White House hits back at Scalise over refusal to say 2020 election wasn’t stolen
The White House on Sunday blasted House Majority Leader Steve Scalise (R-La.), arguing now is not a “time to perpetrate long-discredited conspiracy theories,” after the Louisiana Republican refused to answer whether the 2020 election was stolen when pressed several times on ABC News’s “This Week.”
“Election denial is a dangerous conspiracy theory that has done unprecedented harm to the country and has been comprehensively debunked by over 80 federal judges, as well as the Trump Administration’s national security officials,” White House spokesperson Andrew Bates wrote in a statement Sunday.
Reiterating President Biden’s call for Republicans and Democrats in Congress to work together in good faith, Bates said now “is not a time to perpetuate long-discredited conspiracy theories that fueled an assault on the Capitol and tear Americans apart,” in reference to the Jan. 6, 2021, Capitol insurrection.
Earlier Sunday, ABC News anchor George Stephanopoulos asked Scalise about conservative Rep. Ken Buck’s (R-Colo.) decision to leave Congress and his remark that “too many Republican leaders are lying to America, claiming that the 2020 election was stolen.”
Scalise avoided responding directly, instead pointing to the work he’s done with Buck and that at the end of the day, “getting our country back on track is our focus.”

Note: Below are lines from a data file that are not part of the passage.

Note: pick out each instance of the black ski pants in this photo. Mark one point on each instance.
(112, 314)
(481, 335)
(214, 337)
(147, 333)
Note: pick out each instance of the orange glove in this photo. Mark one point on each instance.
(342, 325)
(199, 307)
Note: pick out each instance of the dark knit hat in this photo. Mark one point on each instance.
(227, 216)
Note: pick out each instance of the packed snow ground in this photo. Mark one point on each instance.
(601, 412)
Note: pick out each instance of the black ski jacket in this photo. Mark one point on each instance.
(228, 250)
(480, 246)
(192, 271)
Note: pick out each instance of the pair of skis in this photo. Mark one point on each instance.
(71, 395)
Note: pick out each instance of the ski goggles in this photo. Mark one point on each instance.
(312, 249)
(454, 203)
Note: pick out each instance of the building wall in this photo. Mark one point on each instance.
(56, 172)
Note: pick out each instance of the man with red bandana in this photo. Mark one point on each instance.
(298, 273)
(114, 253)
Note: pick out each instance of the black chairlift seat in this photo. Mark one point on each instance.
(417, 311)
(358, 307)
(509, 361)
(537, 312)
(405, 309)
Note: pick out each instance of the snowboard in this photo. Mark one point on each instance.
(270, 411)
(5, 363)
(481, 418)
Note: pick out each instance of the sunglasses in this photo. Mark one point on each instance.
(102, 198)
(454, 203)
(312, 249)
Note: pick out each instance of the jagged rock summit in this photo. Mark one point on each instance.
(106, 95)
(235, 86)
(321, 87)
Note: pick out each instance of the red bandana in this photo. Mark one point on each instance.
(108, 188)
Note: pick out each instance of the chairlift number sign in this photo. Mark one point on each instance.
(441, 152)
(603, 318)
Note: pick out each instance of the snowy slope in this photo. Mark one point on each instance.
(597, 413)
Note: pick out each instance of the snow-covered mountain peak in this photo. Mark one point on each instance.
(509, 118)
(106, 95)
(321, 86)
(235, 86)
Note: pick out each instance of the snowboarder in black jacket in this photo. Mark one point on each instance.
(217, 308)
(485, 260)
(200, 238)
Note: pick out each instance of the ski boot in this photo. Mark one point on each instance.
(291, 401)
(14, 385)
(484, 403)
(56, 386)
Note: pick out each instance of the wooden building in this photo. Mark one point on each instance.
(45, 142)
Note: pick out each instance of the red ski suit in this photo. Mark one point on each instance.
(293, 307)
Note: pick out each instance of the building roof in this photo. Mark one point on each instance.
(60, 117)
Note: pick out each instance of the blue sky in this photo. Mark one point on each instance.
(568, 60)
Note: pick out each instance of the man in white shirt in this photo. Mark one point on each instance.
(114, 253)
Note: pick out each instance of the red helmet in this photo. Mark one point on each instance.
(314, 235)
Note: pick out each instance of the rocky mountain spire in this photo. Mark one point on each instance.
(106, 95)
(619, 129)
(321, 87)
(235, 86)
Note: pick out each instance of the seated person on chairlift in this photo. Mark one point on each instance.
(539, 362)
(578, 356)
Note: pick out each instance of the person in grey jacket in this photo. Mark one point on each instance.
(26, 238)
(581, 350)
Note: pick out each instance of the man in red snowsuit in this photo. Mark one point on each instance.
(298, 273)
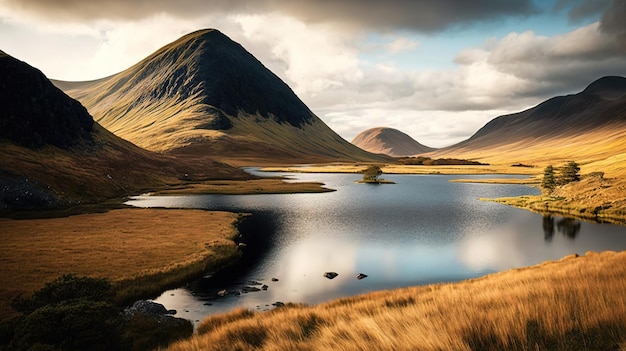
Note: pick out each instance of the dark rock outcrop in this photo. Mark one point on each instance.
(34, 113)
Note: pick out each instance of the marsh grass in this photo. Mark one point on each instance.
(141, 251)
(576, 303)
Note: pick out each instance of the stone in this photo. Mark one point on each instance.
(247, 289)
(331, 275)
(149, 308)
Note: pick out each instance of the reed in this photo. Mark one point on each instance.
(576, 303)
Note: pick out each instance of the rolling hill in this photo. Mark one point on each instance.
(53, 154)
(588, 127)
(389, 141)
(206, 95)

When Stephanopoulos asked Scalise if he could “unequivocally the 2020 election was not stolen?” Scalise dodged the question, responding, “What I’ve told you, there are states that didn’t follow their laws. That is what the state constitution — the U.S. Constitution requires.”

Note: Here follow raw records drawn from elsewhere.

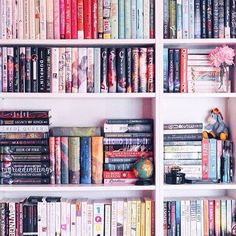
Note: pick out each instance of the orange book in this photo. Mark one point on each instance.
(183, 70)
(97, 160)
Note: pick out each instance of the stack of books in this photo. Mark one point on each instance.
(24, 152)
(189, 70)
(77, 70)
(200, 217)
(60, 216)
(76, 155)
(125, 141)
(183, 147)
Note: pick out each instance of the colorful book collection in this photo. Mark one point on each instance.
(24, 154)
(125, 142)
(76, 155)
(77, 70)
(184, 19)
(77, 19)
(60, 216)
(188, 70)
(199, 217)
(200, 159)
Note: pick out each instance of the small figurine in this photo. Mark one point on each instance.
(216, 127)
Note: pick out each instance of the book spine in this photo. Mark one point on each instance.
(121, 70)
(34, 69)
(68, 16)
(74, 12)
(97, 159)
(87, 19)
(64, 160)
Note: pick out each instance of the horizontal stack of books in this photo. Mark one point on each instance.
(125, 141)
(60, 216)
(76, 155)
(200, 217)
(77, 70)
(24, 152)
(183, 147)
(77, 19)
(199, 19)
(189, 70)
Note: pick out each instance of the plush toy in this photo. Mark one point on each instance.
(216, 127)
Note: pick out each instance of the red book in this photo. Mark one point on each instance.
(118, 174)
(68, 19)
(183, 70)
(94, 19)
(87, 19)
(80, 19)
(205, 151)
(74, 34)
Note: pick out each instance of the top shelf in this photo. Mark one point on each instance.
(76, 42)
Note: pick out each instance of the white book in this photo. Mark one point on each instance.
(9, 25)
(107, 220)
(31, 19)
(43, 19)
(62, 70)
(55, 70)
(26, 20)
(146, 18)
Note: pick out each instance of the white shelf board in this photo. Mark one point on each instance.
(78, 42)
(197, 42)
(185, 187)
(198, 95)
(75, 95)
(73, 188)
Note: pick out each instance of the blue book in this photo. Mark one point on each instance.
(85, 160)
(127, 20)
(212, 159)
(121, 19)
(133, 19)
(140, 19)
(165, 70)
(178, 218)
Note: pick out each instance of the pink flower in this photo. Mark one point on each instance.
(221, 56)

Stephanopoulus noted this what not what he asked, repeated the question to Scalise, who said, “We’ve talked about 2020 a lot,” and that the “focus” is on the future.
The back-and-forth exchange continued as Scalise refused to answer, instead claiming certain states “didn’t follow the laws that are on their books.” This argument was frequently used among voters of former President Trump, who claimed the changes during the pandemic allowed for mail-in ballots and other ways to boost voter participation violated state law.
Scalise is among several GOP lawmakers who are attempting to move on from the 2020 election without provoking the ire of former President Trump.
More than 100 House lawmakers — including Scalise — voted to overturn the 2020 presidential election results in Arizona, Pennsylvania or both during Congress’s official Electoral College count in January 2021.